Ha lavorato con nomi importanti (Carlo Lucarelli, Daniele Vicari, Nanni Moretti, Luciano Liguabue) del cinema italiano, firmando sceneggiature di grande successo. Chi meglio di Laura Paolucci può quindi raccontarci le strade che portano a diventare uno sceneggiatore.

Laura, quando hai deciso che questa professione sarebbe diventata la tua?
Dal 1996 mi occupo dello sviluppo progetti per Fandango e parallelamente collaboro alla stesura di sceneggiature. Per questo motivo la domanda è sempre aperta, chissà se è questa la mia professione?

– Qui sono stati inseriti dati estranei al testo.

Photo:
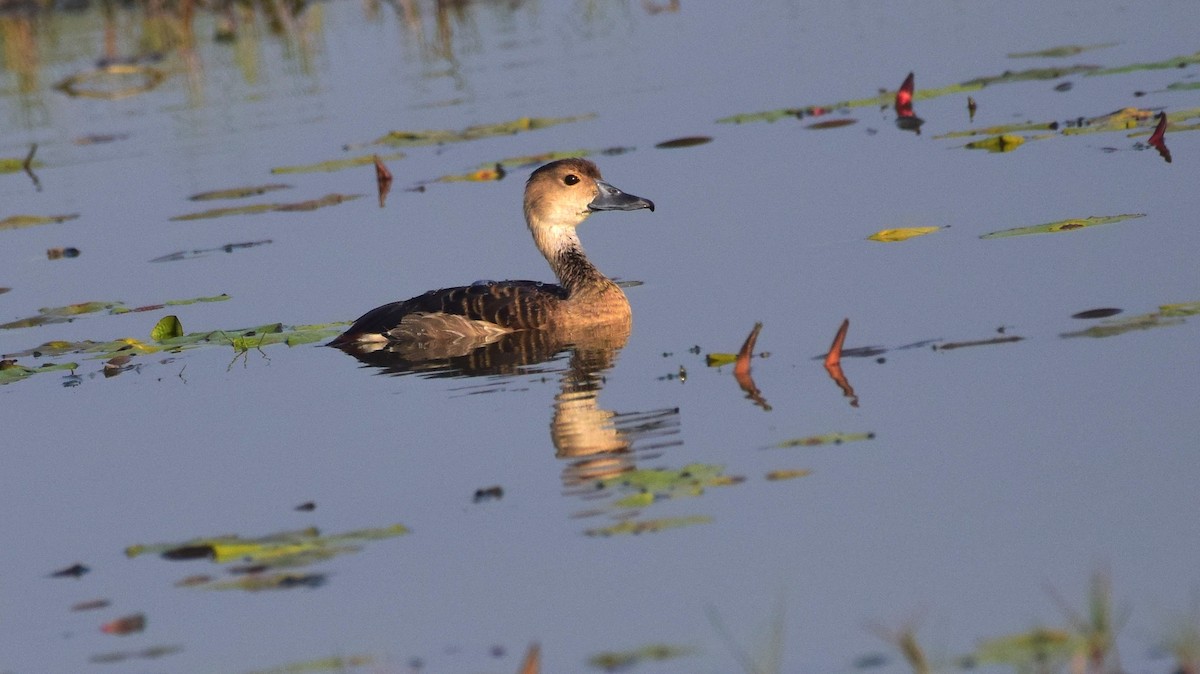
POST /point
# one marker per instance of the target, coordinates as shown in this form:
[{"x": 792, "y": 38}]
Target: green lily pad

Come ti sei avvicinata ad essa?
Ho scoperto che mi sarebbe piaciuto provare a scrivere sceneggiature mentre frequentavo la Scuola Holden di Torino. Ero iscritta al Master e durante il primo anno dovevamo seguire tutte le materie: racconto e romanzo, drammaturgia teatrale, giornalismo e, appunto, sceneggiatura. Il secondo anno potevamo scegliere una materia da approfondire e io ho scelto di provare a scrivere per il cinema.

Qual è stato il tuo percorso formativo? Ha seguito corsi particolari o si è affidato ad una formazione prettamente universitaria?
Sono laureata in Storia Contemporanea e poi, come ho detto, ho frequentato per due anni il Master Holden in tecniche della narrazione dove i docenti sono professionisti dei vari settori. Questo mi ha dato l'opportunità di conoscere molte persone interessanti e utili per l'inserimento nel mondo del lavoro. A Roma poi, nei primi anni, ho partecipato a seminari e corsi di aggiornamento.

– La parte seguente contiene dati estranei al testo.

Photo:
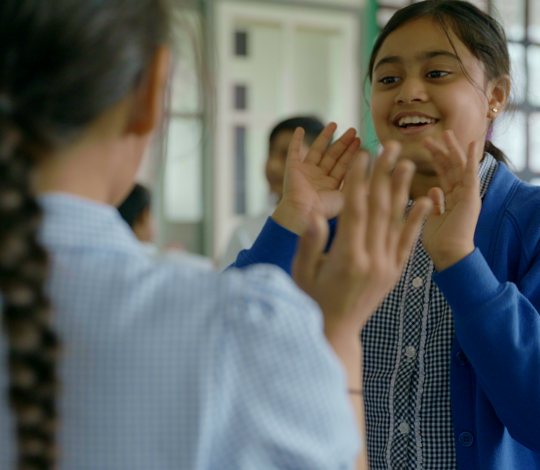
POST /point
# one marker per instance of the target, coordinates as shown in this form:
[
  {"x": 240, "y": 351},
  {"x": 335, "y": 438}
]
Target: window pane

C'è, per la tua esperienza, un percorso formativo ideale che è meglio seguire per poter intraprendere questa professione oppure è meglio essere autodidatta?
Scrivere per il cinema significa anche essere in grado di produrre un racconto che un'intera troupe possa capire e interpretare. Sceneggiare significa quindi anche conoscere un linguaggio che si poggia su convenzioni. Per questo motivo un buon corso può sicuramente abbreviare i tempi. Per quanto riguarda la fantasia, la sensibilità, la passione, l'originalità allora nessuna scuola potrà mai essere sufficiente. Però confrontarsi con insegnanti e altri allievi è un modo per capire se si è in grado di collaborare con altri. E' importante sapere che scrivere per il cinema sempre più spesso significa scrivere in gruppo.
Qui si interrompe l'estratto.